The agency that governs federal sector labor-management relations seeks to limit arbitrators' authority to provide prospective remedies in grievance proceedings.

The Federal Labor Relations Authority last week overturned another longstanding precedent in federal sector labor law, ruling that arbitrators can no longer order prospective remedies in some grievance cases.

Critics argued that the ruling both lacks a proper rationale that agencies and unions may use to guide their actions going forward, and that it is based on a misreading of the precedent and the facts of the case, two issues that led to a federal appeals court overturning another FLRA decision just two days prior.

In Social Security Administration and American Federation of Government Employees Local 3571, Social Security officials filed exceptions in a grievance case in which an arbitrator found that the agency's performance ratings of an employee in 2015 and 2016 lacked evidence. The arbitrator ordered the agency to correct the previous performance ratings and "satisfy six criteria" to better set expectations and document poor performance involving the employee moving forward.

Although the FLRA denied most of the agency's objections to the arbitrator's decision, it overturned its own precedent that arbitrators may order parties to change their behavior in future actions.

"In cases where the issues for arbitration are explicitly limited to a particular time period, [U.S. Department of the Army, U.S. Corps of Engineers, Northwestern Division] empowers arbitrators to award relief that is designed to exceed the scope of the issues before them," FLRA Chairwoman Colleen Duffy Kiko wrote. "Such outcomes directly conflict with the authority's longstanding insistence that the issues submitted for arbitration—whether stipulated by the parties or framed by the arbitrator—constrain an arbitrator's remedial authority."

In essence until now, arbitrators were limited to issuing orders impacting only the parties involved in a grievance but were able to issue relief in the form of future compliance. Now, FLRA will only uphold remedies that are limited to the "time frame covered" in an arbitration.

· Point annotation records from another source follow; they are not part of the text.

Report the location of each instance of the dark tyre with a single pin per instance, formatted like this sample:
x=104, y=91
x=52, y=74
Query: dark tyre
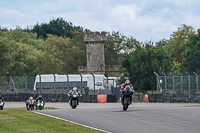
x=40, y=107
x=74, y=104
x=125, y=104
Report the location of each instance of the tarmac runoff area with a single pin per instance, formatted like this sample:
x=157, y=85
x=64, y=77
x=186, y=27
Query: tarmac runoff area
x=65, y=105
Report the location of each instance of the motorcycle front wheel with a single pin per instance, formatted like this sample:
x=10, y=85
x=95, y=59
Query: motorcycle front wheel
x=125, y=104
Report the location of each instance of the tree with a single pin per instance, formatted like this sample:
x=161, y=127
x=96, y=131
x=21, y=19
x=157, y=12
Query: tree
x=191, y=55
x=58, y=27
x=115, y=45
x=62, y=55
x=141, y=63
x=176, y=43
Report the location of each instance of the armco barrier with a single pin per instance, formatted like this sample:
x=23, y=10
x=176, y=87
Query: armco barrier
x=170, y=98
x=146, y=98
x=102, y=98
x=22, y=97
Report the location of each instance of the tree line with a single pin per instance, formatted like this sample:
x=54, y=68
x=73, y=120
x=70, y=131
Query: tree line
x=57, y=47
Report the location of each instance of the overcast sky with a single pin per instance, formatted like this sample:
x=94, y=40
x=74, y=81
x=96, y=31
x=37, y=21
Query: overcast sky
x=145, y=20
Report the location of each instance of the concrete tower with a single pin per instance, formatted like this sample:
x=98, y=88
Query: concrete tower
x=95, y=53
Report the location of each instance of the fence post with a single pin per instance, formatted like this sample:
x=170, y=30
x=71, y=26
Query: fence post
x=94, y=82
x=81, y=81
x=10, y=81
x=26, y=81
x=67, y=80
x=172, y=81
x=157, y=81
x=197, y=83
x=40, y=82
x=188, y=82
x=54, y=83
x=181, y=82
x=165, y=81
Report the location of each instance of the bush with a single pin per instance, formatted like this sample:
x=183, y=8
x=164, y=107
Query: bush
x=86, y=90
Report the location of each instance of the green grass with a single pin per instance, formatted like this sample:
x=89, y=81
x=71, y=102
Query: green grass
x=19, y=120
x=192, y=106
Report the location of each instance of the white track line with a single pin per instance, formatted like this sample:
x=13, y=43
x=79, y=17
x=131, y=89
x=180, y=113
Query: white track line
x=72, y=122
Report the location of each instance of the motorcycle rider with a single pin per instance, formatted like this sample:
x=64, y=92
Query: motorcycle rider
x=70, y=92
x=27, y=101
x=2, y=99
x=127, y=82
x=39, y=98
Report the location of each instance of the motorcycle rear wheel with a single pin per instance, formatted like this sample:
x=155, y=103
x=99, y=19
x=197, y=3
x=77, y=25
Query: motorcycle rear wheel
x=74, y=104
x=125, y=104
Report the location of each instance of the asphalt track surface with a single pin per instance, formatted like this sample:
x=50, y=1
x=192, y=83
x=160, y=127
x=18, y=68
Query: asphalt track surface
x=139, y=118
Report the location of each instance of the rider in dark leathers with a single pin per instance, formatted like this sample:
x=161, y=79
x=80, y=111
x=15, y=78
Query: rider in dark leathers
x=70, y=92
x=2, y=99
x=39, y=98
x=123, y=86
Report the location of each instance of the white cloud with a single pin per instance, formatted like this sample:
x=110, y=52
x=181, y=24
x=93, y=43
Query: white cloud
x=144, y=20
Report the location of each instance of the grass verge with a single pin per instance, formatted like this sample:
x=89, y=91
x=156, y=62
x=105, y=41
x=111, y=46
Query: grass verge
x=19, y=120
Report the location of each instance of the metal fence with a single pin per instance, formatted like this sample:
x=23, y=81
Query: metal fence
x=178, y=84
x=25, y=84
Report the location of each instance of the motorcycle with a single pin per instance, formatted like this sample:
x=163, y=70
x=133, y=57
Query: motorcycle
x=74, y=99
x=127, y=94
x=1, y=104
x=40, y=105
x=31, y=104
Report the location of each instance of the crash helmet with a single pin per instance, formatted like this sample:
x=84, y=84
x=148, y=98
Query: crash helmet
x=127, y=82
x=74, y=89
x=39, y=96
x=30, y=98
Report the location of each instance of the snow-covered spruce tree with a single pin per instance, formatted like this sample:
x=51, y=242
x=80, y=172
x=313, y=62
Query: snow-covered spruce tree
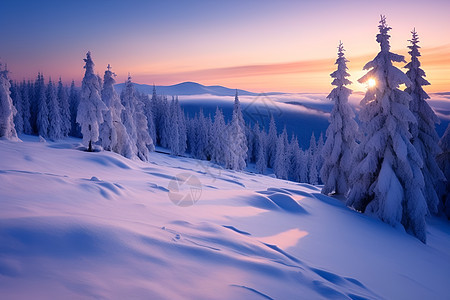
x=150, y=115
x=135, y=121
x=271, y=144
x=16, y=96
x=341, y=133
x=127, y=99
x=295, y=159
x=386, y=179
x=237, y=150
x=313, y=174
x=91, y=107
x=200, y=136
x=63, y=100
x=182, y=127
x=443, y=160
x=281, y=164
x=26, y=113
x=177, y=140
x=7, y=109
x=218, y=140
x=54, y=113
x=174, y=133
x=144, y=141
x=108, y=132
x=74, y=101
x=164, y=111
x=260, y=149
x=320, y=144
x=424, y=136
x=42, y=121
x=115, y=137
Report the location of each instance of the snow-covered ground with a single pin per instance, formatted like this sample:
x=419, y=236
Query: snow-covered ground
x=77, y=225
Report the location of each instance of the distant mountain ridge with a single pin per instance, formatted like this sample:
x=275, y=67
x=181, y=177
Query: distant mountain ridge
x=189, y=88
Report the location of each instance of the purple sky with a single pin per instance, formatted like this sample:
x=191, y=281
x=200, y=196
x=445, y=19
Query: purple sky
x=255, y=45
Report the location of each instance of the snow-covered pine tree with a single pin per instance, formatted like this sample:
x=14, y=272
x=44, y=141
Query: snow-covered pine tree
x=281, y=164
x=218, y=139
x=424, y=136
x=174, y=133
x=150, y=115
x=42, y=120
x=303, y=171
x=144, y=141
x=313, y=174
x=7, y=109
x=91, y=106
x=260, y=149
x=250, y=138
x=182, y=127
x=63, y=100
x=271, y=142
x=201, y=136
x=443, y=160
x=26, y=113
x=74, y=101
x=16, y=96
x=54, y=113
x=237, y=150
x=108, y=132
x=117, y=138
x=164, y=111
x=386, y=179
x=320, y=144
x=295, y=159
x=341, y=133
x=127, y=100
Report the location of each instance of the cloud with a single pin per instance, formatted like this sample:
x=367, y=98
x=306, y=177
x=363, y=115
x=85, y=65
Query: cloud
x=435, y=61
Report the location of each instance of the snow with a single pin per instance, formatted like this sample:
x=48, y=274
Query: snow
x=82, y=225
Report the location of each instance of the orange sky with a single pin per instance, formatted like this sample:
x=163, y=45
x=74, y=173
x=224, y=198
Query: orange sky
x=305, y=76
x=257, y=45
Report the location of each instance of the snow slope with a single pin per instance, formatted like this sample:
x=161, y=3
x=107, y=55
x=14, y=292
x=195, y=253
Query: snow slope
x=96, y=225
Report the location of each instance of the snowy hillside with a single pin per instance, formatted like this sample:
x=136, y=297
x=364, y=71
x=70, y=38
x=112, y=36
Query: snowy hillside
x=96, y=225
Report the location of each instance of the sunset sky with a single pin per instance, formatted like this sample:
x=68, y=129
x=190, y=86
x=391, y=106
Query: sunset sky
x=260, y=46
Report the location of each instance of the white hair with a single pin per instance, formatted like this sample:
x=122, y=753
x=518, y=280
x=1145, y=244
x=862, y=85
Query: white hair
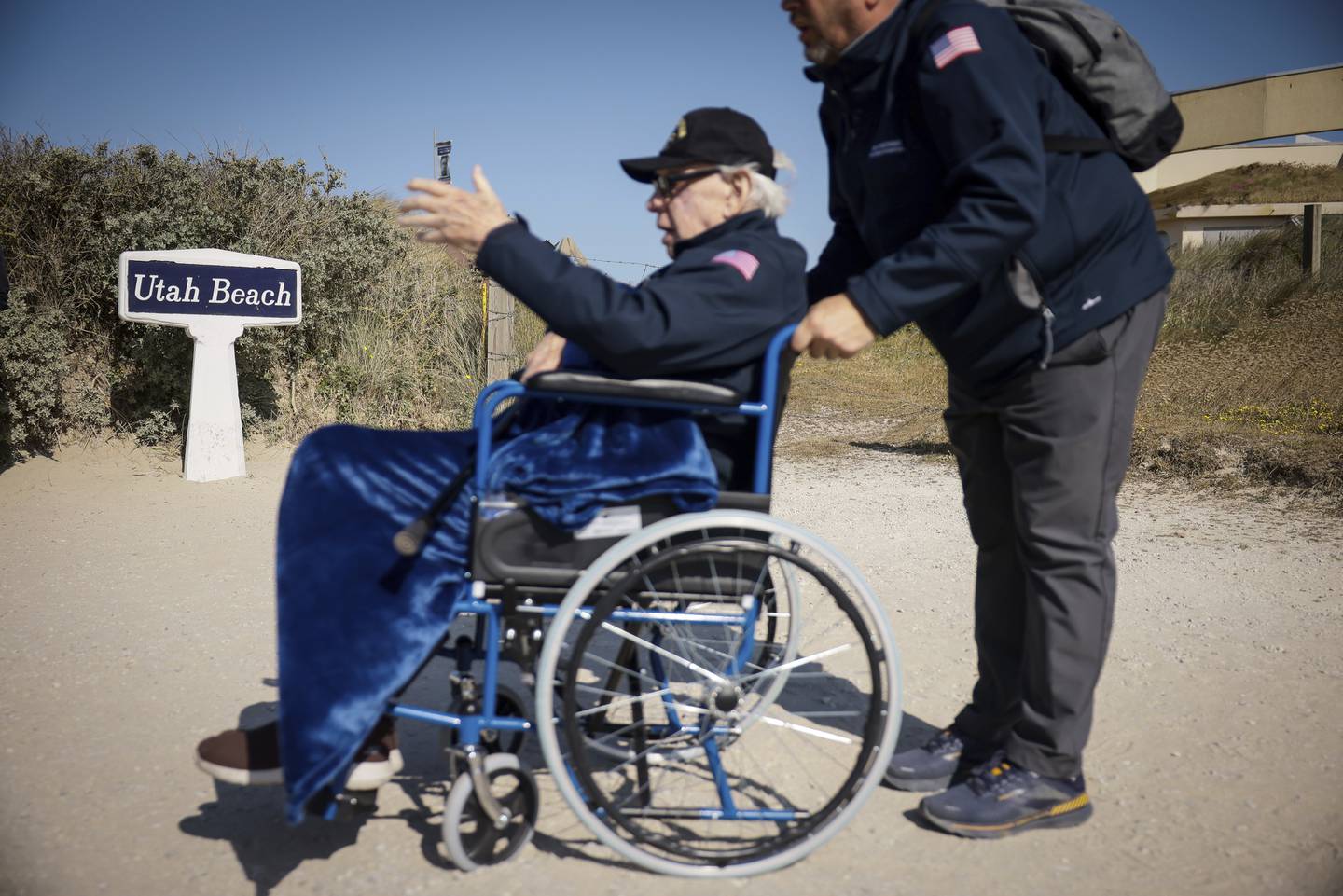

Dissenting in the decision was the FLRA's lone Democratic appointee, Ernest DuBester. He accused his colleagues of misrepresenting how the arbitrator initially framed the issues of the underlying case, and said the precedent is not in need of review.

"Because these directives [to address deficiencies in future assessments of the party filing the grievance] are directly responsive to the issues that were before the arbitrator, I would find that they fall well within his broad discretion to fashion an appropriate remedy for the agency's violations of the parties' agreement," DuBester wrote. "And based on this finding, I would further conclude that there is no need to 'reexamine'—much less 'overrule'—our decision in U.S. Department of the Army, U.S. Corps of Engineers, Northwestern Division to deny the agency's exception."

DuBester described last week's decision as the latest in a long line of rulings intended to overturn precedent without doing the necessary legwork to explain why the change is needed.

"As with its prior decisions overturning long-standing authority case law, the majority has failed to set forth a plausible rationale for discarding this well-established precedent," he wrote. "[The] majority fails to demonstrate that our decision in Corps conflicts with authority precedent, and its decision to overturn this precedent should be rejected on this basis alone."

Robert Tobias, director of business development for the Key Executive Leadership Program at American University and a former president of the National Treasury Employees Union, said he was "astounded" to read the ruling, and echoed language from an appeals court last week, which found in a separate case that an FLRA change in precedent "provides more questions than answers."

"In this case, there was no rationale for their decision to overturn previous precedent," Tobias said. "Parties need to understand the rationale so that they can guide their behavior into the future, but with this decision there was no guidance, no rationale, and candidly, I don't think the FLRA did its duty to the parties in this case or to the labor-management relations community in the federal sector in general."